P&G's fiscal third quarter, which runs through late March, put the company on pace to beat its earlier growth outlook. Earnings are on track to meet that forecast too, despite accelerating inflation. But management made some cautious comments about growth challenges ahead as shoppers start becoming more price sensitive.
Let's dive right in.
Market share gained in several categories
Investors had high expectations heading into the report, but P&G blew past those targets. Organic sales jumped 10% to set a modern record for the massive business. Those gains came from a healthy mix of rising prices and increased sales volumes, too. P&G noted a continued demand shift toward more premium products in franchises like Tide, Olay, and Crest.
The news was even better around market share. P&G gained ground across most of its competitive brand categories. Globally, market share edged up by half of a percentage point. "We delivered another strong quarter," CEO Jon Moeller said in a press release.
Cash and profits see some pressure
The company endured pressure from rising costs. Gross profit margin dove by 4 full percentage points despite those higher prices. Yet P&G found room to cut costs in other areas so that the overall operating margin held steady.
Still, the company is facing an over $3 billion headwind from rising costs on inputs, transportation, and foreign exchange swings just in fiscal 2022. That pressure kept a lid on earnings growth in Q3 and ensured that cash flow was weaker than investors are used to seeing. Yet P&G is still leading the industry on key measures like profitability, growth, and cash generation.
The company raised its fiscal-year growth outlook while leaving its earnings forecast unchanged. That's great news for shareholders since it means P&G is on track for another strong sales year. It will likely deliver nearly $20 billion of cash to investors through dividends and stock buybacks, too.
Management noted big risks to the short-term outlook, mainly around slowing economic growth and increased price sensitivity by consumers.

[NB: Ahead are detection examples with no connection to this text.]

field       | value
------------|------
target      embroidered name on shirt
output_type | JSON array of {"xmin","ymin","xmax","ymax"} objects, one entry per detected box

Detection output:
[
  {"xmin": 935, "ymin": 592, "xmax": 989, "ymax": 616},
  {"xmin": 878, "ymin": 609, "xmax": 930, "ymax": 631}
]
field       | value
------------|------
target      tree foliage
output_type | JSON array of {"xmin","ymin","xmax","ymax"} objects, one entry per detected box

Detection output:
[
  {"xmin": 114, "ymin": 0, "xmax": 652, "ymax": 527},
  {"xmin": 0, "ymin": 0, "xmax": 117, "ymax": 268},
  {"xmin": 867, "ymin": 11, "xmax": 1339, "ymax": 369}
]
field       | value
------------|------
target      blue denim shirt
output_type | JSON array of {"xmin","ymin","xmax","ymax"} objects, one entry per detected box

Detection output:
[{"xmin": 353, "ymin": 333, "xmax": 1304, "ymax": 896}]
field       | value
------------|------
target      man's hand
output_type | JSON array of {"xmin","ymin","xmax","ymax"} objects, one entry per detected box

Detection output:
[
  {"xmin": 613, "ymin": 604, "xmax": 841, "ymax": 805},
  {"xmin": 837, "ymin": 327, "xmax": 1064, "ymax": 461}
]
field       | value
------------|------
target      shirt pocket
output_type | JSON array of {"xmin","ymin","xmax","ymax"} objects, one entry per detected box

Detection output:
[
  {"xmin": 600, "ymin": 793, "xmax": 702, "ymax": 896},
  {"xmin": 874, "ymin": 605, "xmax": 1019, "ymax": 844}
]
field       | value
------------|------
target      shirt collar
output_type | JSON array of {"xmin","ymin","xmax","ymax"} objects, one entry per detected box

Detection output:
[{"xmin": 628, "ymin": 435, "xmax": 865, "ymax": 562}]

While shoppers gladly paid up for P&G's more premium options this past quarter, that behavior might not last long as prices rise further over the next several months.
The company has been preparing for that potential challenge by slashing costs and adding more value-focused product options. Investors won't know how well those initiatives have protected growth until reviewing the next few quarterly reports.
In the meantime, P&G appears to be on its best sales pace in recent memory. And the company has the resources and the desire to reward shareholders by sending along more cash. Those factors make P&G a compelling stock holding, even approaching a potentially weaker selling environment in the second half of 2022.